Im Haushalt und in der Mipla, Herr Möllring, stehen für die Verlässlichen Grundschulen Finanzmittel für 1 000 Lehrerstellen und für die Finanzierung von 1 000 Stellen für die Vertretung und Betreuung zur Verfügung, und zwar nicht zulasten anderer Schulen. Das sind mehr als 100 Millionen Euro bei einer 100-prozentigen Deckung. Das ist eine Politik für unsere Grundschulen, die nicht nur aus Reden besteht, sondern durch die wir nachhaltig Veränderungen herbeigeführt haben.
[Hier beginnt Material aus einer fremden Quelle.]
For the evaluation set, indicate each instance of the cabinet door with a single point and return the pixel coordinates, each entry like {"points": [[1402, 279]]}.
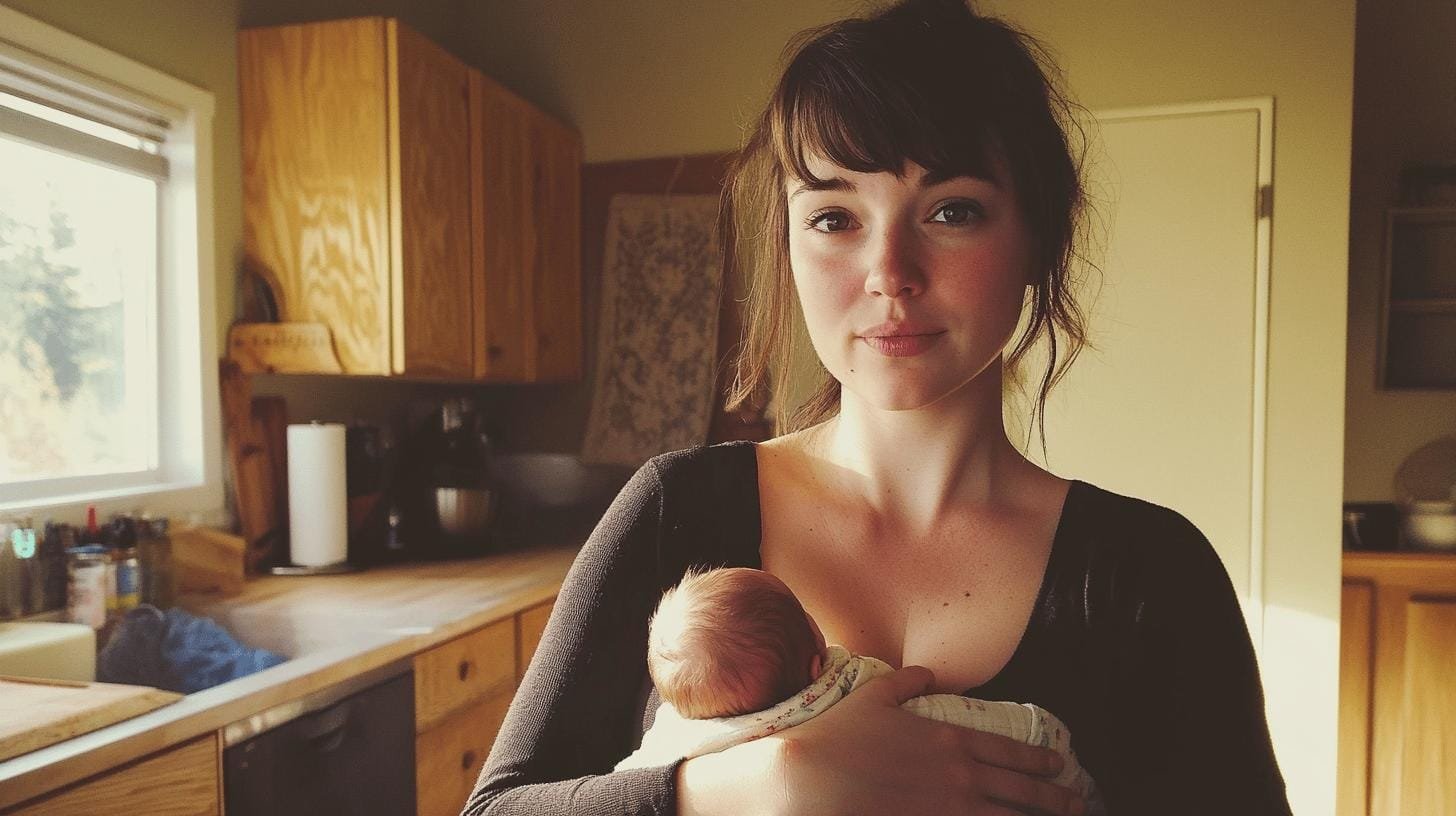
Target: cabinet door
{"points": [[430, 209], [179, 781], [449, 756], [1429, 755], [558, 248], [462, 671], [315, 178], [1356, 641], [1413, 748], [503, 230]]}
Diese haben wir mit den Eltern durchsetzen müssen.

(Möllring [CDU]: Das glauben Sie selbst nicht!)

Die Eltern waren die einzigen Bündnispartner. Die CDU war gegen die Verlässlichen Grundschulen. Das war die Politik der CDU.

(Beifall bei der SPD)

Die Kultusministerin, die Sie hier in jeder Sitzung verleumden, hat diesen Kraftakt hingekriegt. Wir - die Eltern übrigens auch - sind ihr dafür außerordentlich dankbar.